In my experience of reviewing COBOL and mainframes in general, it's worthwhile to evaluate doing bad things to the business logic. The designers are literal in their translation of the business requirements to specifications, and never think of the mis-use cases. Mainframe coders aren't paid to design and implementing missing links in the design, and are often penalized if they stray too far from the specification. Therefore, as Peter pointed out in a previous thread, almost all of the "exploits" for mainframes goes after the golden apples - the business logic and the underlying asset.

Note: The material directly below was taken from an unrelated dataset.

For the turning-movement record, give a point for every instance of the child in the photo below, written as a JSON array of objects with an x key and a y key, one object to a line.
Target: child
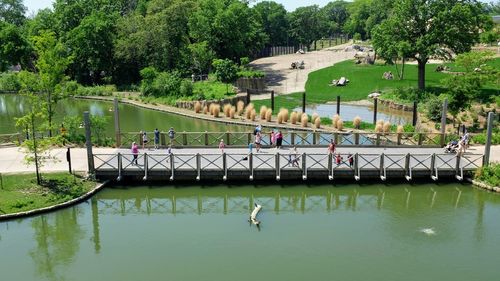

Luckily, up until recently, data which violated the requirements wasn't easy to get in, but now it's more than easy:

a) a system I am aware of used to be green screen only and had validation to prevent unauthorized characters like commas in the presentation layer. Once the underlying transaction was made available to process transactions from the Internet, customers finally could manipulate this data. Someone didn't bother to eliminate "," as a valid character as it wasn't in the spec - they only had a few characters to eliminate and "," wasn't one of them. The comma upset the strip (batch data) file. Caused several abends and a lot of sleepless nights for the folks whilst they worked out how to get rid of this troublesome character from a multi-gigabyte file and successfully re-run the batch without re-processing already processed transactions.

b) I have spaces in my name. Galileo, the online booking system used by pretty much everyone is written on top of TPS, an old (and I mean OLD - it's older than me) OS for IBM mainframes. TPS is written in assembly language, as is most of the Galileo transactions for freight and self-loading freight (humans). If you try like me to enter the legally required spaces in your name as often as you can, it's nearly funny the number of times I've had to get manual assistance to get on planes and through the TSA checkpoint. I'm sure it's because Galileo doesn't handle spaces properly. I wonder what other characters it doesn't like.

c) The EOF marker in EBCDIC works real well. If your outside program can send it in a field and it doesn't mean anything to anyone ... until it hits a file, you can cause a lot of problems, particularly with batch driven systems. Luckily, most front end systems I come across don't know what to do with low ASCII entries and either don't pass it on, or fail to translate it properly, thus preventing a workable attack.